Evrenin ilk dönemlerinde, aktif yıldız oluşumlarına sahne olan bu ilk galaksiler, hidrojen atomları tarafından yayılan bir ışık türü olan Lyman-α emisyonunun zengin kaynaklarıydı. Ancak, yeniden iyonlaşma çağında, bu yıldız kreşlerini çevreleyen büyük miktarda nötr hidrojen gazı vardı. Ayrıca, galaksiler arasındaki uzay, bugün olduğundan daha fazla bu nötr gazla doluydu. Bu gaz, hidrojen emisyonunu etkili bir şekilde emebilir ve saçabilir, bu nedenle astronotlar, erken evrende yayılan bol miktarda Lyman-α emisyonunun bugün gözlemlenememesi gerektiğini uzun zamandır tahmin etmişlerdir.

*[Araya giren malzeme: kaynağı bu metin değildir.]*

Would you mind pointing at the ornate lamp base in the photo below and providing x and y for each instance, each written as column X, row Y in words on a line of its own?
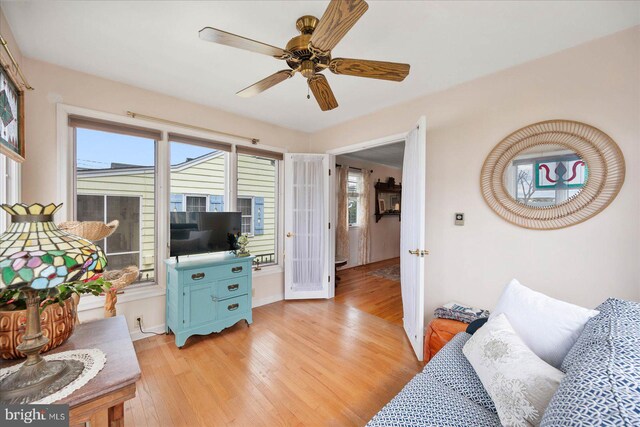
column 36, row 378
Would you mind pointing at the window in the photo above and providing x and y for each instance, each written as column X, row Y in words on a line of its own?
column 115, row 176
column 9, row 187
column 123, row 246
column 196, row 203
column 354, row 184
column 115, row 180
column 258, row 201
column 245, row 206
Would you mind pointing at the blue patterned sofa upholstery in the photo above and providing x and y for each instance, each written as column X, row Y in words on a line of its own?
column 601, row 386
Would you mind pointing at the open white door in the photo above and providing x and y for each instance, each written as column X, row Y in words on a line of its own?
column 412, row 234
column 308, row 210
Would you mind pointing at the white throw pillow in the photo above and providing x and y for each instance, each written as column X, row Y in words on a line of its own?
column 548, row 326
column 519, row 382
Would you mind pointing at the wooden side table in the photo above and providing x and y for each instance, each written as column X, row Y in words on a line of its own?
column 439, row 332
column 115, row 383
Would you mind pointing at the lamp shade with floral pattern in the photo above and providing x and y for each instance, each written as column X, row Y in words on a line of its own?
column 35, row 253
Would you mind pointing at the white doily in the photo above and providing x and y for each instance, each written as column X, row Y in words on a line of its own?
column 93, row 360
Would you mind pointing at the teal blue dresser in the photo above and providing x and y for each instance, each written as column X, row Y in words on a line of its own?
column 207, row 294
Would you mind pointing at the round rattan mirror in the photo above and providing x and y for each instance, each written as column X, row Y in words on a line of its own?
column 552, row 174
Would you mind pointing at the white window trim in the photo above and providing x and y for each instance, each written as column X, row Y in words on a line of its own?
column 205, row 196
column 253, row 208
column 105, row 219
column 10, row 172
column 66, row 171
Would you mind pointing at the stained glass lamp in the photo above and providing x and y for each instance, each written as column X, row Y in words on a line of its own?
column 36, row 255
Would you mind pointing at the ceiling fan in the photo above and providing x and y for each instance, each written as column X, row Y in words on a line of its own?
column 310, row 52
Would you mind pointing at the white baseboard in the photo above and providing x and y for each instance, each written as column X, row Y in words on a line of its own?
column 137, row 335
column 267, row 300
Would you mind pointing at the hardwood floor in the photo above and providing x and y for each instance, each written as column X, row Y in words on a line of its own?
column 334, row 362
column 375, row 295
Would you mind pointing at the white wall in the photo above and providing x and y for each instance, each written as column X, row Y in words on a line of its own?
column 597, row 83
column 55, row 85
column 385, row 234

Cambridge Üniversitesi’nden araştırmacı ve yeni çalışmanın baş araştırmacısı Callum Witten, “Daha önceki gözlemlerin ortaya çıkardığı en büyük sorunlardan biri, Büyük Patlama’dan sonra oluşan ilk nötr gaz tarafından tamamen bloke edilmiş olması gereken, çok erken evrenden hidrojen atomlarından gelen ışığın tespit edilmesiydi. Bu ‘açıklanamaz’ emisyonun büyük kaçışını açıklamak için daha önce birçok hipotez öne sürülmüştü” diyor.

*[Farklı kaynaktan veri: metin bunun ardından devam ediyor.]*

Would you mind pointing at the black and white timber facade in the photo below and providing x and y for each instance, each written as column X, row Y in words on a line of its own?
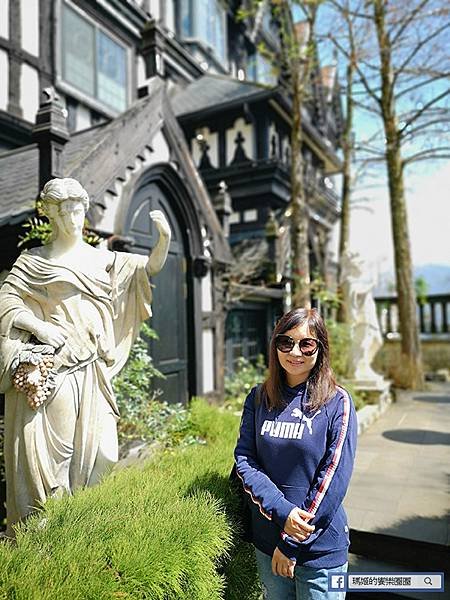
column 168, row 104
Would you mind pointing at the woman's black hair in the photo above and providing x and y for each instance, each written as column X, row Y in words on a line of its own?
column 321, row 384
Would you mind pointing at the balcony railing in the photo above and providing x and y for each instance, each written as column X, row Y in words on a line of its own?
column 433, row 315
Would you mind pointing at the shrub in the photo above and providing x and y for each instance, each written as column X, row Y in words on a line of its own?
column 340, row 344
column 163, row 531
column 143, row 415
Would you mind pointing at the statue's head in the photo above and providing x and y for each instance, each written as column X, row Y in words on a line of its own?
column 65, row 203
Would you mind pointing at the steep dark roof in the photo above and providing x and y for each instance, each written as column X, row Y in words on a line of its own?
column 101, row 155
column 214, row 91
column 19, row 183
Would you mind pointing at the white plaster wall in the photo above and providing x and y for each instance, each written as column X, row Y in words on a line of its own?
column 29, row 92
column 4, row 79
column 29, row 23
column 250, row 215
column 248, row 145
column 208, row 364
column 140, row 71
column 284, row 145
column 4, row 18
column 235, row 217
column 170, row 15
column 84, row 120
column 155, row 10
column 212, row 139
column 206, row 293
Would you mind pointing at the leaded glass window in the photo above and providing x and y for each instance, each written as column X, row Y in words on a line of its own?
column 78, row 52
column 260, row 69
column 111, row 72
column 204, row 20
column 92, row 61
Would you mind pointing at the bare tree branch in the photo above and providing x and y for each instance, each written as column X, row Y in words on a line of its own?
column 417, row 48
column 434, row 153
column 424, row 108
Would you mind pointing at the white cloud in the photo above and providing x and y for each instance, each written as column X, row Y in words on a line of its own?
column 428, row 208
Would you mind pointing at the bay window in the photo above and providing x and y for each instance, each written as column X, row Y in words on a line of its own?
column 204, row 20
column 92, row 61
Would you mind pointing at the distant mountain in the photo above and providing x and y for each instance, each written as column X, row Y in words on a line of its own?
column 437, row 278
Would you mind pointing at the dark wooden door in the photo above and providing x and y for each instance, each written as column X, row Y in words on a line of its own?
column 169, row 304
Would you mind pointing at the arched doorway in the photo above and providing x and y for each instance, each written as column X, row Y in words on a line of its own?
column 170, row 294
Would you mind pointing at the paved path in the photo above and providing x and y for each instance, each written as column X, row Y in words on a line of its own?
column 401, row 480
column 400, row 488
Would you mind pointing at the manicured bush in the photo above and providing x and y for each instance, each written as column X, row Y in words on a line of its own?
column 165, row 530
column 239, row 383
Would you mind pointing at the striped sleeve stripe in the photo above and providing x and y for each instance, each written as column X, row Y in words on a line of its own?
column 254, row 499
column 336, row 456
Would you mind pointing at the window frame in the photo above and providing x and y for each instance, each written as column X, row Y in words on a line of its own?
column 194, row 8
column 72, row 90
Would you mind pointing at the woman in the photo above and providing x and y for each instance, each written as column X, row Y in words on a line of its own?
column 86, row 303
column 295, row 457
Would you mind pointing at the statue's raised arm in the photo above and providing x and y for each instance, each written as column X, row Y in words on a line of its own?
column 69, row 314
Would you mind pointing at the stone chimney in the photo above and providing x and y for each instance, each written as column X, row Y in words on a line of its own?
column 222, row 206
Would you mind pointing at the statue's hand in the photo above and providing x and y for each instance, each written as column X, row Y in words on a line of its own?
column 161, row 222
column 47, row 333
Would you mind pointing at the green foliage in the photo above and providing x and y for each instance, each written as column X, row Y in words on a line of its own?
column 340, row 344
column 163, row 531
column 421, row 288
column 2, row 455
column 239, row 383
column 39, row 229
column 132, row 385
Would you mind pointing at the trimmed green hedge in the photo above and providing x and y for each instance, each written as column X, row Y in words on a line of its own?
column 164, row 530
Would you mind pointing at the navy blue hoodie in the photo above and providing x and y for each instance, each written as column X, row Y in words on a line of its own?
column 294, row 457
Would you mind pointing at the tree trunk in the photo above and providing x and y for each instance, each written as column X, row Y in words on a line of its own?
column 299, row 211
column 412, row 373
column 347, row 147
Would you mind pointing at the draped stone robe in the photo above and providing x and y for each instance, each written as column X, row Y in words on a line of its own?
column 53, row 450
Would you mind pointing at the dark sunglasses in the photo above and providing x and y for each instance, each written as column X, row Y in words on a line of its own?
column 307, row 346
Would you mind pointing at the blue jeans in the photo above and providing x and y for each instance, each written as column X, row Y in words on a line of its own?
column 308, row 583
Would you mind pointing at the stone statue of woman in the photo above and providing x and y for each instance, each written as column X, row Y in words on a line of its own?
column 69, row 314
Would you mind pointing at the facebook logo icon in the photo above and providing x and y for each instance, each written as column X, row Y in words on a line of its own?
column 337, row 581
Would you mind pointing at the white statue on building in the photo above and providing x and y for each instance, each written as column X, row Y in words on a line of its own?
column 69, row 314
column 366, row 339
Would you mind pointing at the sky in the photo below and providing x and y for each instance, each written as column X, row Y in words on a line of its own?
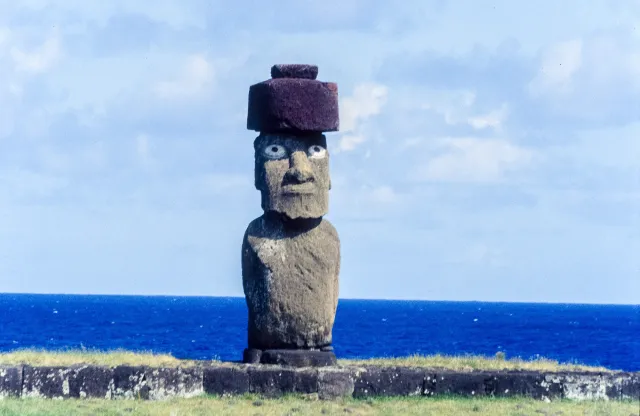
column 488, row 150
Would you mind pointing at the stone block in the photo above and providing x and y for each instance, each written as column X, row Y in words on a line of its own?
column 46, row 382
column 294, row 71
column 299, row 358
column 174, row 382
column 389, row 381
column 10, row 381
column 90, row 382
column 226, row 380
column 334, row 383
column 508, row 384
column 460, row 384
column 623, row 386
column 271, row 381
column 293, row 105
column 130, row 382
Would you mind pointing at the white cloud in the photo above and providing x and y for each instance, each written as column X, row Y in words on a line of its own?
column 558, row 66
column 367, row 101
column 23, row 183
column 492, row 119
column 195, row 80
column 143, row 149
column 474, row 160
column 39, row 59
column 350, row 142
column 384, row 195
column 457, row 107
column 220, row 183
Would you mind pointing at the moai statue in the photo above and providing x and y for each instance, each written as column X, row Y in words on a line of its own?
column 291, row 255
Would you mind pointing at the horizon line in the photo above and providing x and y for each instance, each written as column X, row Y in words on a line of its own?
column 340, row 298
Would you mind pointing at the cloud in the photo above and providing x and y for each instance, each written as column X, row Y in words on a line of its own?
column 23, row 185
column 195, row 80
column 143, row 149
column 457, row 107
column 39, row 59
column 473, row 160
column 558, row 66
column 592, row 79
column 367, row 101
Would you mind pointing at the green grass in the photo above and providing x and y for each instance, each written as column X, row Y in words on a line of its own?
column 112, row 358
column 297, row 405
column 476, row 362
column 123, row 357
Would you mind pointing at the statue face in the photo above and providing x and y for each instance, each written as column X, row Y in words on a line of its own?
column 292, row 173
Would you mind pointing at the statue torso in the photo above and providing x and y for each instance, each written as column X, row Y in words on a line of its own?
column 290, row 279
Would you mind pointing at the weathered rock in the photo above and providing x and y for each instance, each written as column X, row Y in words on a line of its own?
column 461, row 384
column 10, row 381
column 251, row 356
column 290, row 255
column 299, row 358
column 292, row 174
column 389, row 381
column 334, row 383
column 294, row 71
column 293, row 101
column 623, row 386
column 275, row 381
column 226, row 380
column 290, row 280
column 129, row 382
column 174, row 382
column 527, row 384
column 90, row 382
column 150, row 383
column 46, row 382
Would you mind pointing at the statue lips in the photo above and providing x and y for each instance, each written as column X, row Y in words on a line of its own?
column 305, row 188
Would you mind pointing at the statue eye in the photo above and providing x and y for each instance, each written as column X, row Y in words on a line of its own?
column 275, row 151
column 317, row 152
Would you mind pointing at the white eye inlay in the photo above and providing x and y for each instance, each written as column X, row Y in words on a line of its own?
column 317, row 152
column 275, row 151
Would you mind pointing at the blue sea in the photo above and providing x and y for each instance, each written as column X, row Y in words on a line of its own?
column 215, row 327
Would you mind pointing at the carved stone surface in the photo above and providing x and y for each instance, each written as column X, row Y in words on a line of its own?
column 292, row 175
column 126, row 382
column 10, row 381
column 290, row 279
column 299, row 358
column 291, row 255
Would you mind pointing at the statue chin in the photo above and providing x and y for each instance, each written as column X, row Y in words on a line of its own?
column 297, row 206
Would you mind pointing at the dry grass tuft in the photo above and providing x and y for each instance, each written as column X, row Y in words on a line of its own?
column 296, row 405
column 112, row 358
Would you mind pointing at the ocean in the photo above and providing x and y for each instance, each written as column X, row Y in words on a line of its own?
column 215, row 327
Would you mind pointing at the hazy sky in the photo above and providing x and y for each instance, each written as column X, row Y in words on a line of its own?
column 489, row 150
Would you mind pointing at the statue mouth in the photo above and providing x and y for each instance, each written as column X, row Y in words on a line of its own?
column 299, row 189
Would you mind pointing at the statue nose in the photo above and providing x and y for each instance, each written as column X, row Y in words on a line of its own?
column 300, row 170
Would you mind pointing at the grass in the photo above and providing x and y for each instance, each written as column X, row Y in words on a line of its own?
column 122, row 357
column 476, row 362
column 298, row 405
column 112, row 358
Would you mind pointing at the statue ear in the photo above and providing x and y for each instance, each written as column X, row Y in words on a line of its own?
column 258, row 177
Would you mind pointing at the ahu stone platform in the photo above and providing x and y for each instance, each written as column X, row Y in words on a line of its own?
column 127, row 382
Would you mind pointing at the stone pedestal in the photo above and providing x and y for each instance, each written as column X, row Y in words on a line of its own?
column 291, row 358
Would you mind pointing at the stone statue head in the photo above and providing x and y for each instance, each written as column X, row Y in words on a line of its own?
column 291, row 111
column 292, row 174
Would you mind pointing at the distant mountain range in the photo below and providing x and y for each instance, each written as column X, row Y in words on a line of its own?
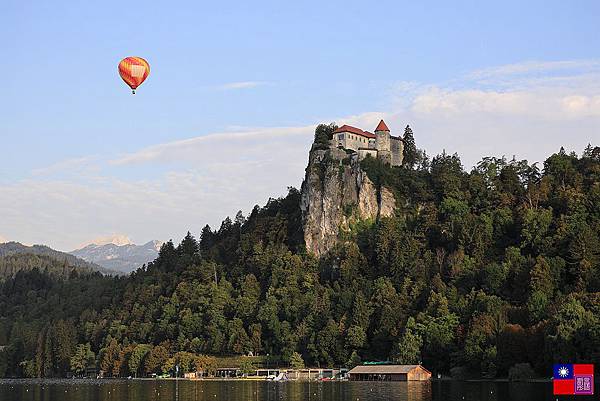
column 16, row 248
column 123, row 258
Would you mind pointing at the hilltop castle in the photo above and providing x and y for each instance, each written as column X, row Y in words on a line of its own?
column 380, row 144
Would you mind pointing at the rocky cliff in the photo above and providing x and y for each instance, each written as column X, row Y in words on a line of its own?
column 335, row 192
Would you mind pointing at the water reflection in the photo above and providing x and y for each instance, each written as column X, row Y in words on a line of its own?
column 183, row 390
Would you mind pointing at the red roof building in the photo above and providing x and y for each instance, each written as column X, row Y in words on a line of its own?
column 354, row 130
column 382, row 127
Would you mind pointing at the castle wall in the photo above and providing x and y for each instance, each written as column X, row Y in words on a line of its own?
column 362, row 153
column 352, row 141
column 397, row 151
column 382, row 140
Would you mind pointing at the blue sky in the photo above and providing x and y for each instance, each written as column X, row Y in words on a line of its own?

JWST’nin NIRCam enstrümanıyla yapılan gözlemler, bu ‘açıklanamaz’ hidrojen emisyonunun tespit edildiği parlak galaksileri çevreleyen daha küçük, daha soluk galaksileri çözümleyebildi. Bu küçük galaksiler birbiriyle etkileşim halindeydi ve birleşiyordu, ve JWST, galaksi birleşmelerinin, en eski galaksilerden gelen bu gizemli emisyonu açıklamada önemli bir rol oynadığını ortaya koydu.

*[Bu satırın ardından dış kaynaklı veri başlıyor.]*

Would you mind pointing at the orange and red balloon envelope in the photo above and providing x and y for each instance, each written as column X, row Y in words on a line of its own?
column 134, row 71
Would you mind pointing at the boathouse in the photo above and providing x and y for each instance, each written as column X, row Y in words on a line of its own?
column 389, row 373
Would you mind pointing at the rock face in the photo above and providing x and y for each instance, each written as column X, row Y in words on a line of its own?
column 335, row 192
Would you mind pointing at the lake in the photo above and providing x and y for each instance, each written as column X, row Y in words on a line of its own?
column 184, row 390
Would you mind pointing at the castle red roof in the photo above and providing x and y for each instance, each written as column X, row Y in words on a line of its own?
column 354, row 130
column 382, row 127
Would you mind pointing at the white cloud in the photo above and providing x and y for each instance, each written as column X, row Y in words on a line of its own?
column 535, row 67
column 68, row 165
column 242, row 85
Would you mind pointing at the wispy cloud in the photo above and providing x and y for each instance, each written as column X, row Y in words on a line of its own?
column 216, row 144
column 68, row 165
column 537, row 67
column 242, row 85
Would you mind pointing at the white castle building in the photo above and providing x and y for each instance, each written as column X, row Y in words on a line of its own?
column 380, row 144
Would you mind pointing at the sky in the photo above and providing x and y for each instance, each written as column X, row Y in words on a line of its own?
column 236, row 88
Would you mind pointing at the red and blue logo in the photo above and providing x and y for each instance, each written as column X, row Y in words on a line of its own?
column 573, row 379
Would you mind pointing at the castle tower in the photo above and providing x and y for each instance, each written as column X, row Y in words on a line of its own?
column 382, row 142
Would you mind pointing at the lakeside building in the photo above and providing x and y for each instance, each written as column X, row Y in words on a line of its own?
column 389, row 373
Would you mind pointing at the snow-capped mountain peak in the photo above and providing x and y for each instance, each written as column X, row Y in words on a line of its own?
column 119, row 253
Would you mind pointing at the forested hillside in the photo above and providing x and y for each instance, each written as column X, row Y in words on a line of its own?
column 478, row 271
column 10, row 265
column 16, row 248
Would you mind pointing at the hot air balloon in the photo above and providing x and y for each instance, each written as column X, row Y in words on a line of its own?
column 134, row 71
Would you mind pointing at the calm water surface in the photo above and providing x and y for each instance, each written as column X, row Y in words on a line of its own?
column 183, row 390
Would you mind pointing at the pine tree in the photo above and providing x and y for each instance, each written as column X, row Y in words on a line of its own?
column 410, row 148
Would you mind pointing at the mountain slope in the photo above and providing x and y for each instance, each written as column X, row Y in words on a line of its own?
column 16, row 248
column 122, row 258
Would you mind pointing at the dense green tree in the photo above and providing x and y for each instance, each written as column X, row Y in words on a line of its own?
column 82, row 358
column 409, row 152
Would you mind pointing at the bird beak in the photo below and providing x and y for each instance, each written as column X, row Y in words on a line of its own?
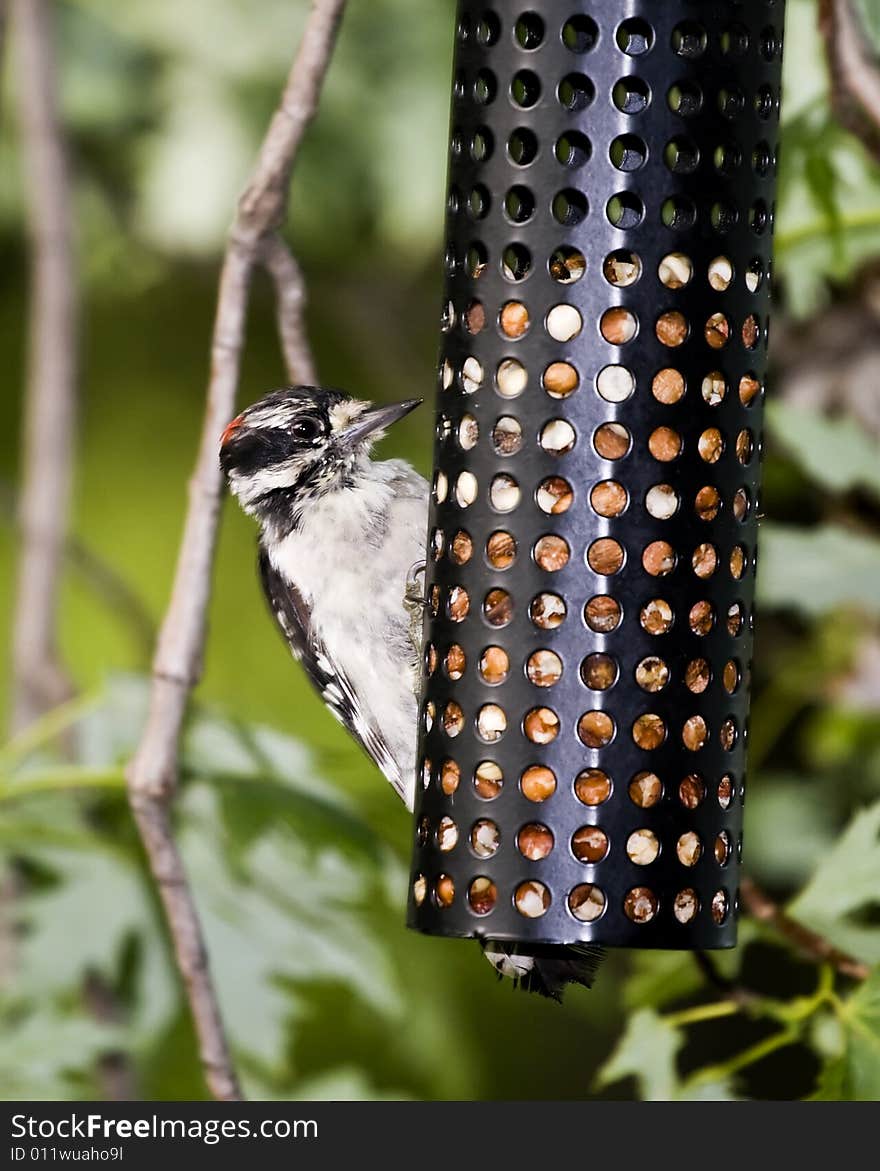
column 375, row 419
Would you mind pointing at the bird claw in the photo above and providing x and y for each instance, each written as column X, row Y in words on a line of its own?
column 415, row 602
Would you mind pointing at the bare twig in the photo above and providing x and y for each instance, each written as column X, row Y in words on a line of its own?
column 39, row 680
column 806, row 942
column 177, row 665
column 854, row 73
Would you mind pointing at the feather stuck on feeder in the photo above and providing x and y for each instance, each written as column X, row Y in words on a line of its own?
column 593, row 526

Ekip, sonuçlarını açıklayabilecek fiziksel süreçleri keşfetmek için en son bilgisayar simülasyonlarını kullandı. Bu simülasyonlar, galaksi birleşmelerinin hem güçlü hidrojen emisyonunu hem de bu radyasyonun bol miktardaki nötr gazdan arındırılmış kanallar aracılığıyla kaçmasını kolaylaştırdığını ortaya koydu.